Le cose davvero importanti in parte sono già accadute, a fari quasi spenti, con la concentrazione della distribuzione, e in parte riguarderanno altri aspetti commerciali. Sono cose che non colpiscono l’attenzione del pubblico, ma sono molto più importanti della decisione di pubblicare questo o quel libro con questo o quel marchio».
– Non crede che vi sia un pericolo dal punto di vista non solo dell’offerta editoriale, ma anche dell’informazione?
«Mi sembra di capire che l’accordo riguarda solo i libri. Piuttosto, non ho sentito nessuna voce levarsi a parlare dei manuali scolastici, che sono un settore ancora più delicato. Io non credo che ci saranno pressioni o censure sui romanzieri, ma pensiamo a cosa potrebbe succedere se un domani, con una quota di mercato nettamente predominante, il gruppo stabilisse “linee guida” pericolosamente ideologiche riguardo ai manuali di storia o di filosofia o di italiano.
È un rischio molto teorico, al momento: a dispetto del sindaco di Venezia e di altri aspiranti censori non penso che ciò avverrà, però è curioso che nessuno si preoccupi degli adolescenti. O forse mi è sfuggito».
– Per quanto riguarda i premi letterari più prestigiosi, penso per esempio allo Strega, non crede che un colosso così imponente possa condizionare le scelte dei giurati?
«Perché adesso, invece, le scelte dei giurati sono libere e indipendenti? Qualcuno le ha detto che i grandi premi letterari sarebbero modelli di limpidezza e di onestà intellettuale? Sono curioso, ho sempre sognato di conoscere Biancaneve…»
– Ultima domanda: Qual è lo stato di salute dell’editoria italiana? Cosa si potrebbe fare per migliorarla?
«Lei mi attribuisce competenze addirittura sovrumane! Se ricorda Uccellacci e uccellini, Mao alla domanda “Dove va il mondo?” risponde “Boh”!

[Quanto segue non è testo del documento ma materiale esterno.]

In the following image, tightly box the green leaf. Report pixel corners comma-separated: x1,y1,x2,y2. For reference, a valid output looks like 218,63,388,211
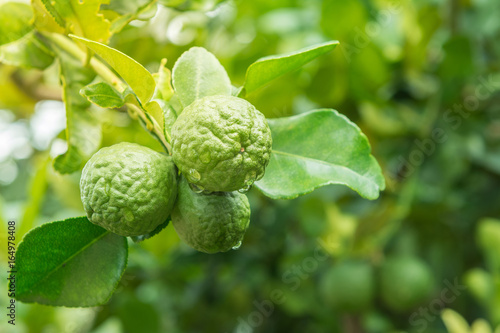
42,0,111,43
155,99,177,138
0,2,33,45
15,217,127,307
255,109,385,199
54,52,102,174
239,41,339,96
172,47,232,107
80,82,125,108
0,32,54,69
101,0,158,33
130,218,170,243
154,58,174,101
70,36,156,104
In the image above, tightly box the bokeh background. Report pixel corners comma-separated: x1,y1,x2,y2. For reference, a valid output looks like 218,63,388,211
0,0,500,333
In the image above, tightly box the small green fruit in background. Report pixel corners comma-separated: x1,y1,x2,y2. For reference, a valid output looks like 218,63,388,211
321,260,375,313
380,256,434,312
80,142,177,236
172,178,250,253
172,96,272,192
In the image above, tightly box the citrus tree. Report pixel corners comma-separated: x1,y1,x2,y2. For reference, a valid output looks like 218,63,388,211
0,0,385,307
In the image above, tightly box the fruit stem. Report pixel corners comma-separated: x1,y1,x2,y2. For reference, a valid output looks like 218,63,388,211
127,103,172,155
40,32,172,155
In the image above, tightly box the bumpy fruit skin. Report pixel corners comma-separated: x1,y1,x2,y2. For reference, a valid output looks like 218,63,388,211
80,142,177,236
172,178,250,253
380,256,434,312
321,260,375,313
172,96,272,192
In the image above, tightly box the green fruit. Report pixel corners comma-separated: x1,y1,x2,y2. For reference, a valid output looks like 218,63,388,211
380,256,434,312
321,261,375,313
172,96,272,192
80,142,177,236
172,178,250,253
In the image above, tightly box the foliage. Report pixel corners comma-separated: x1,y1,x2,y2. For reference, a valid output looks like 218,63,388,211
0,0,500,333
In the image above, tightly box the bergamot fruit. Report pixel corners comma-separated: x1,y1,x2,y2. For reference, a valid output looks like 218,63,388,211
172,178,250,253
172,96,272,192
80,143,177,236
380,255,434,312
321,260,375,313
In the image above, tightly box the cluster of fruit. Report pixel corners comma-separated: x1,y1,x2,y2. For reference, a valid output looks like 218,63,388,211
80,96,272,253
321,255,435,313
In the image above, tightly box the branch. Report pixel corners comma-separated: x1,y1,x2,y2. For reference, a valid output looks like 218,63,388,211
36,32,172,155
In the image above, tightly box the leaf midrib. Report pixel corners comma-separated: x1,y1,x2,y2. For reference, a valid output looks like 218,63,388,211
272,149,379,187
22,231,109,294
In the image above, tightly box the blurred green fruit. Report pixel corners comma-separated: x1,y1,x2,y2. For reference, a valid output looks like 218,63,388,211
172,178,250,253
172,96,272,192
80,142,177,236
380,256,434,312
321,261,375,312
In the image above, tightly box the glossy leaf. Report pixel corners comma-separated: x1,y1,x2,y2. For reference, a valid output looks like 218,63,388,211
239,41,339,96
54,52,102,174
31,0,64,33
42,0,111,42
172,47,231,107
255,109,385,199
0,32,54,69
16,217,127,307
130,218,170,243
0,2,33,45
71,36,156,104
80,82,125,108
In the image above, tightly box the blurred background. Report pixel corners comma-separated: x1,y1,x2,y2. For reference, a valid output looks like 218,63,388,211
0,0,500,333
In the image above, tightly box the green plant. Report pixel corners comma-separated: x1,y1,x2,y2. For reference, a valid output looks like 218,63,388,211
0,0,385,306
172,178,250,253
321,260,375,313
379,255,434,312
80,142,177,236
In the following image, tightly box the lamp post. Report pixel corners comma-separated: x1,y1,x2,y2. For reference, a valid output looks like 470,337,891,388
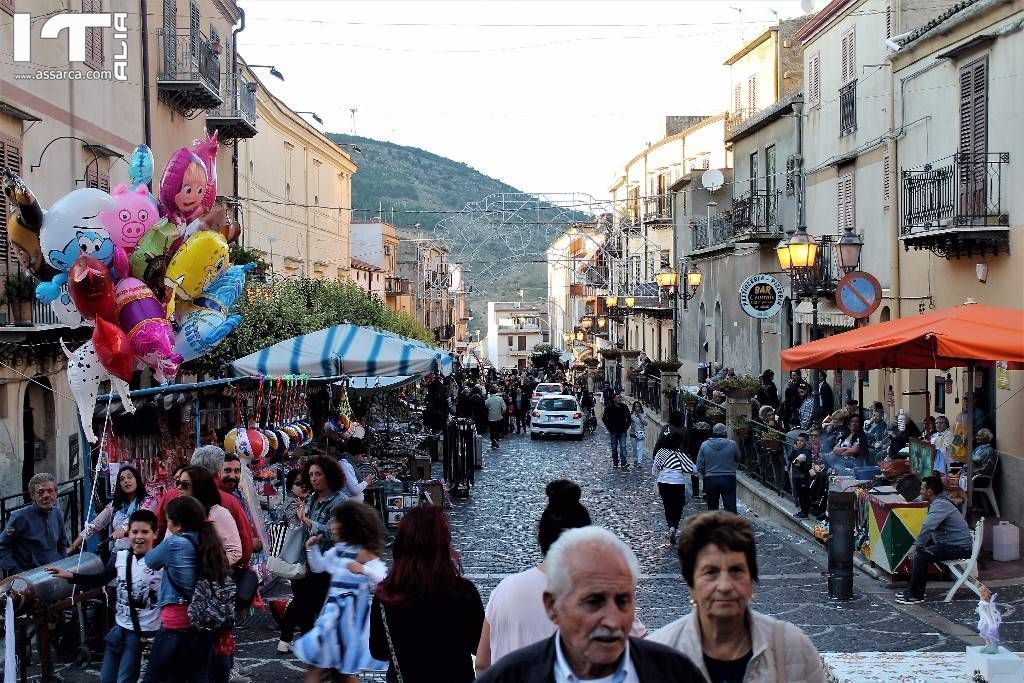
775,225,821,341
654,263,703,362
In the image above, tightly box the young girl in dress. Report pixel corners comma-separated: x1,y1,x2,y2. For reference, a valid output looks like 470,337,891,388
292,501,387,683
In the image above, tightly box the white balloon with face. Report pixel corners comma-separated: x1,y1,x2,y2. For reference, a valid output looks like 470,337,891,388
50,283,96,330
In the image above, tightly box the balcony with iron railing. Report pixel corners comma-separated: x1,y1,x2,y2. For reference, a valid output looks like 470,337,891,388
839,80,857,137
643,194,673,228
690,212,735,256
900,152,1010,258
157,28,223,113
206,71,257,140
0,269,68,329
732,190,782,243
384,278,412,296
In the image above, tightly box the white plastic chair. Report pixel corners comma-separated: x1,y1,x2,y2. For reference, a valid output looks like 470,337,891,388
939,517,985,602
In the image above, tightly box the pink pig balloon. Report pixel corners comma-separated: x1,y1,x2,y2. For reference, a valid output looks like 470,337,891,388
99,183,160,252
114,278,183,384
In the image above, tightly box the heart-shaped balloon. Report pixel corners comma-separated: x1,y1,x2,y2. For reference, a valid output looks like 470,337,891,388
92,317,135,382
68,255,115,321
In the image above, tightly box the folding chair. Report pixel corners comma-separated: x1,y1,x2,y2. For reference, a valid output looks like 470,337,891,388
939,517,985,602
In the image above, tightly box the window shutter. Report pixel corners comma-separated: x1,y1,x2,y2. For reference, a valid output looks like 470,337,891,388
882,153,892,211
807,52,821,106
188,0,203,57
0,135,22,268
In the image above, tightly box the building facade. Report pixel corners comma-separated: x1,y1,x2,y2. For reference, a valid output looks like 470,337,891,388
238,62,357,280
487,301,551,371
889,2,1024,522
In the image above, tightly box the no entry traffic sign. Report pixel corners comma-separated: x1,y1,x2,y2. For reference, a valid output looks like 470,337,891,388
836,270,882,317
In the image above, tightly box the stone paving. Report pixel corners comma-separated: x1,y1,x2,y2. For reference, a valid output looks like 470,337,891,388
31,428,1011,682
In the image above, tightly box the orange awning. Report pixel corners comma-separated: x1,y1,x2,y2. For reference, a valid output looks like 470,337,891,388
782,303,1024,371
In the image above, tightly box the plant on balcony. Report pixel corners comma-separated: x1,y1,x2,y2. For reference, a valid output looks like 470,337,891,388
679,389,699,405
715,375,761,398
729,415,751,437
3,272,36,325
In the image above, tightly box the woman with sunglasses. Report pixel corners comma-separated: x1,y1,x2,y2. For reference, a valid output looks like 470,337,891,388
174,465,242,566
68,465,157,555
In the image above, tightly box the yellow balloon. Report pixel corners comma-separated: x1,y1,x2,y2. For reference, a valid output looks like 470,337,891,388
164,230,229,317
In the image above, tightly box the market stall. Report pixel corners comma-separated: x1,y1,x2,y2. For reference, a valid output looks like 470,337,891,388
782,301,1024,508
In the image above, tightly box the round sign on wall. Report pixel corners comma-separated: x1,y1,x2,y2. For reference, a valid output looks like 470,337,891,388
739,272,785,319
836,270,882,317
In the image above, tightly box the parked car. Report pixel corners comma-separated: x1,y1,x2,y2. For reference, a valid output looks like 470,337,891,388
529,393,584,440
529,382,562,409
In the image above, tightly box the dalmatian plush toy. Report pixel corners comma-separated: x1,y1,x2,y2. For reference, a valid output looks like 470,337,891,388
60,339,135,443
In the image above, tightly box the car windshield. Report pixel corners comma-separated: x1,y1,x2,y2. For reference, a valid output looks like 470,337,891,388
538,398,577,411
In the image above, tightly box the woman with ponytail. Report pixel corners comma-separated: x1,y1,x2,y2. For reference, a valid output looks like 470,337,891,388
370,505,483,683
476,479,610,674
143,497,228,683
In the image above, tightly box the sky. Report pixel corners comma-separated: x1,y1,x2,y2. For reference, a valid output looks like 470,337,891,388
239,0,806,202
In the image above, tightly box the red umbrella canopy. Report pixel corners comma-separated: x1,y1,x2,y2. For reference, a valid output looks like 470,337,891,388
782,303,1024,371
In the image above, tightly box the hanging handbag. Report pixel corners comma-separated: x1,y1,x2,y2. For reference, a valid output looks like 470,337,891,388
377,600,404,683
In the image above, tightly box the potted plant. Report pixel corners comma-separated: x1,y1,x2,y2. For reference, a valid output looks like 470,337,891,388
3,272,36,325
715,375,761,398
653,356,683,373
679,389,700,408
729,415,751,438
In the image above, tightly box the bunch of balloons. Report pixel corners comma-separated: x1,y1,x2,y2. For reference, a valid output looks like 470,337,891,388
0,135,253,442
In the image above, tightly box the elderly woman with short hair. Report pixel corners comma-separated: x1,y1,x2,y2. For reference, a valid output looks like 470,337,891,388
649,511,825,683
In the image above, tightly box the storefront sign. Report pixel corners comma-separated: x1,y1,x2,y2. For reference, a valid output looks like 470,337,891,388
739,272,785,319
995,360,1010,389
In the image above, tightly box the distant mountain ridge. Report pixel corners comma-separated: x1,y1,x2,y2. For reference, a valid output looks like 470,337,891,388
328,133,547,321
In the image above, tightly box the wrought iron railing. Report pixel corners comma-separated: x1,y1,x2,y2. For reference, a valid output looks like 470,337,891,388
693,213,736,251
732,190,782,236
0,269,61,327
900,152,1010,236
384,278,411,296
209,71,256,126
157,29,220,92
839,80,857,137
643,195,672,221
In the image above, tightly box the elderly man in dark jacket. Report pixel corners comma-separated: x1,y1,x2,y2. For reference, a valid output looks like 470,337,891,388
476,526,703,683
694,422,739,513
601,391,633,470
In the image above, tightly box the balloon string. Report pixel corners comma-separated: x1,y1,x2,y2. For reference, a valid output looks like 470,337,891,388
71,391,114,601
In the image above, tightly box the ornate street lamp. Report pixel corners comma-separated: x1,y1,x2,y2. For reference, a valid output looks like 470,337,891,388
775,225,823,339
836,225,864,275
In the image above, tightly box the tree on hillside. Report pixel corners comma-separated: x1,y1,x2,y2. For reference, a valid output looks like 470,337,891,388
182,278,435,377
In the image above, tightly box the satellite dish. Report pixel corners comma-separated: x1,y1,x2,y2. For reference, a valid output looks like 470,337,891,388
700,168,725,191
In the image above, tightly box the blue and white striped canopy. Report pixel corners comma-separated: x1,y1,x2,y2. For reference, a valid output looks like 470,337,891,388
231,325,453,377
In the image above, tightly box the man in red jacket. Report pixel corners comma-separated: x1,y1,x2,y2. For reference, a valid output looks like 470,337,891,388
157,445,253,567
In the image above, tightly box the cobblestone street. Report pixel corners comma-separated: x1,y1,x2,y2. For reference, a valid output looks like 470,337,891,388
39,428,1024,682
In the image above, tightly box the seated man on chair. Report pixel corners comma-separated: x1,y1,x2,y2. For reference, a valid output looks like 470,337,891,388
896,475,974,605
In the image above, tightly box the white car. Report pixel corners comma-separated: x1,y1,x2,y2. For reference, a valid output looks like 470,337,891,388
529,394,584,440
529,382,562,409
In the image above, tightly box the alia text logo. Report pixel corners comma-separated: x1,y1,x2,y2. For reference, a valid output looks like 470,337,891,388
14,12,128,81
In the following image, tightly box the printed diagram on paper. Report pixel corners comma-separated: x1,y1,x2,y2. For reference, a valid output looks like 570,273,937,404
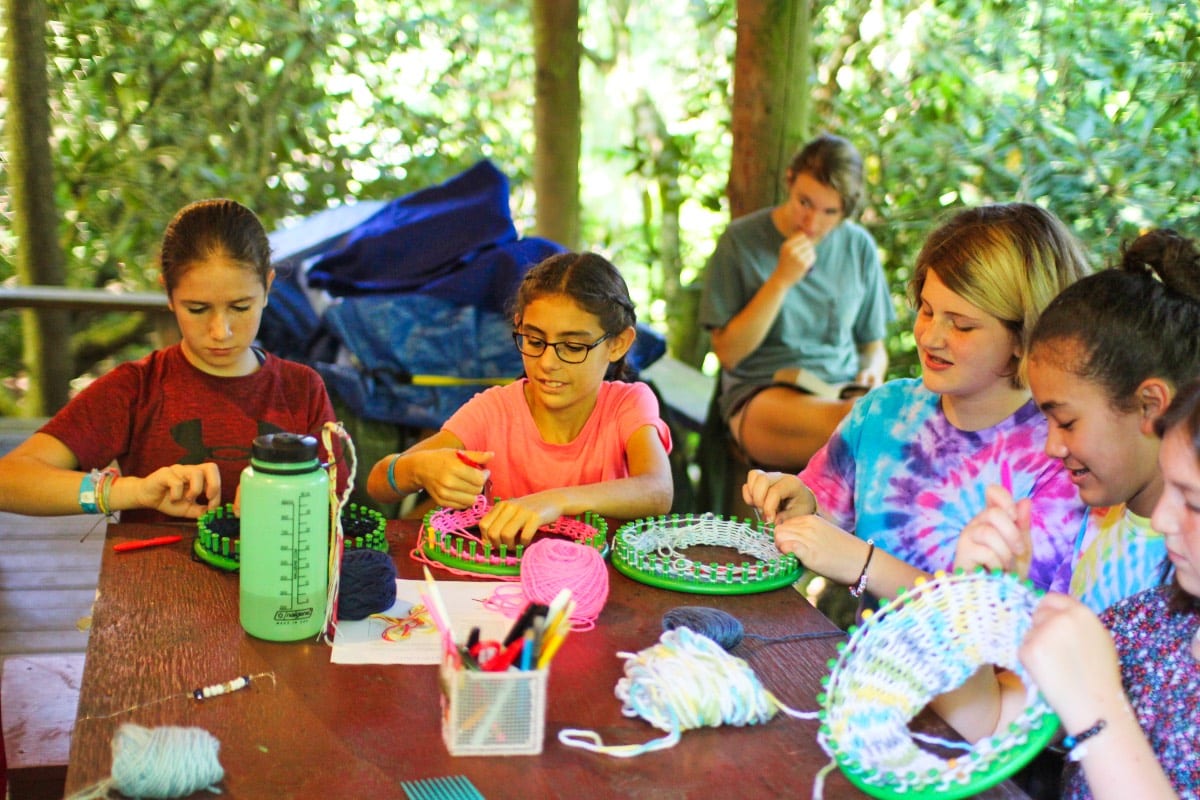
330,581,521,664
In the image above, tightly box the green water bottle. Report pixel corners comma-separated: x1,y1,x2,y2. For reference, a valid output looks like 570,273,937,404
239,433,329,642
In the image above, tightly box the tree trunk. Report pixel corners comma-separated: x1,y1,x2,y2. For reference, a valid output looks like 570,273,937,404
533,0,582,249
728,0,812,218
5,0,72,416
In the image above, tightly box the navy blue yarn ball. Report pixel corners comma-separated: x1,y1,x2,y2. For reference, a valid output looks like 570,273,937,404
662,606,745,650
337,548,396,620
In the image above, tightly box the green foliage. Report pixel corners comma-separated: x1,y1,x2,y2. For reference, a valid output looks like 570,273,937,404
0,0,1200,393
817,0,1200,374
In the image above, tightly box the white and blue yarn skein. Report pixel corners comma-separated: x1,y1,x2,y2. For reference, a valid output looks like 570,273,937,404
68,722,224,800
558,627,817,758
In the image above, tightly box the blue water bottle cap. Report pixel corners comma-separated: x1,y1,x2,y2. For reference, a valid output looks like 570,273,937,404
251,433,317,464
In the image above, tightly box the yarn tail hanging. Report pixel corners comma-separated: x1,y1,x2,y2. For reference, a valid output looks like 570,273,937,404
317,422,359,645
67,722,224,800
558,627,818,758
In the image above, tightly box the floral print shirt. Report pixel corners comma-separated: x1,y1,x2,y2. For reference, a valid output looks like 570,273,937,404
1063,587,1200,800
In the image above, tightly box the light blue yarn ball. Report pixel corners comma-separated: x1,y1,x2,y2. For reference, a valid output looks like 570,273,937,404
112,723,224,800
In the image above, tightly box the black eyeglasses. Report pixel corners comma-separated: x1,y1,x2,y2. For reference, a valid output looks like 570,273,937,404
512,331,612,363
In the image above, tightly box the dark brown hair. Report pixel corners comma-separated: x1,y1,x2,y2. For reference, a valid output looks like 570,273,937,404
160,199,271,296
510,253,637,379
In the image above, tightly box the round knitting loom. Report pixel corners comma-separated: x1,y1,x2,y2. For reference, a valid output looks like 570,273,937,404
414,494,608,581
612,513,803,595
192,503,388,572
817,570,1058,800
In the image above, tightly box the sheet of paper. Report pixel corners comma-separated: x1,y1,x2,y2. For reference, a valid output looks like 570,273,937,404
330,581,523,664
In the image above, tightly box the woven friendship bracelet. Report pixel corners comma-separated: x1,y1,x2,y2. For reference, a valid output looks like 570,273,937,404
850,539,875,597
1062,720,1108,762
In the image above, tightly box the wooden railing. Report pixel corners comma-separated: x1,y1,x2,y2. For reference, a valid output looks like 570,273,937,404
0,285,170,313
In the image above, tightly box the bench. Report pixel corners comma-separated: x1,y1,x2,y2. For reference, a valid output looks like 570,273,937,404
0,652,84,800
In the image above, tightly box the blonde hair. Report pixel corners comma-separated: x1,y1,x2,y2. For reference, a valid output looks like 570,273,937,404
908,203,1088,389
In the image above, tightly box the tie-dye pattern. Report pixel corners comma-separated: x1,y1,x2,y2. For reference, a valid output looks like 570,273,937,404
800,379,1085,591
1070,504,1169,614
1063,587,1200,800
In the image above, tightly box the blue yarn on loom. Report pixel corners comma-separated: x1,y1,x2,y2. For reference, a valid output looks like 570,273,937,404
337,547,396,620
662,606,846,650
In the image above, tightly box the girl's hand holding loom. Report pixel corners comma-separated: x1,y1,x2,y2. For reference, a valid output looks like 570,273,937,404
1019,593,1136,733
954,486,1033,578
775,513,871,585
479,489,565,546
413,449,493,509
742,469,817,524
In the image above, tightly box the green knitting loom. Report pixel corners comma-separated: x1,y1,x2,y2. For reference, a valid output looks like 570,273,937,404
612,513,803,595
192,503,388,572
817,570,1058,800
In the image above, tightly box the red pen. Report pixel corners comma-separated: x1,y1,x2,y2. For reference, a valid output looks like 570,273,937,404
113,535,184,553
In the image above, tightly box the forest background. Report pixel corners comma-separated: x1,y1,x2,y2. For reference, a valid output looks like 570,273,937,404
0,0,1200,414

Da dove veniamo, viceversa, lo sappiamo benissimo: se non guardiamo solo il breve periodo, veniamo da un mondo (o da un’Italia, non allarghiamoci troppo…) in cui si leggeva meno, molto meno. Quindi, non piangiamoci addosso.
C’è un momento di difficoltà, senza dubbio, in alcuni settori, ma lo stato di salute generale dell’editoria italiana dipende dai parametri che usiamo per misurarlo. Il settore bambini e ragazzi, per esempio, è in crescita. È un segnale incoraggiante? Forse sì. Ma da un altro punto di vista vuol dire che più si va a scuola e meno si ha voglia di leggere? Aiuto!
Per quanto riguarda il “che fare”… Mi piacerebbe poter dire che la qualità paga e quindi bisogna perseguirla sempre e comunque, e tuttavia non ne sono sicuro, purtroppo mi vengono in mente degli esempi che smentiscono questa bella tesi e non voglio chiudere con una frase che sarebbe retorica. No, non credo di avere ricette universali, posso dirle al massimo quello che faccio io, il significato che attribuisco io al mio lavoro… ma un’altra volta».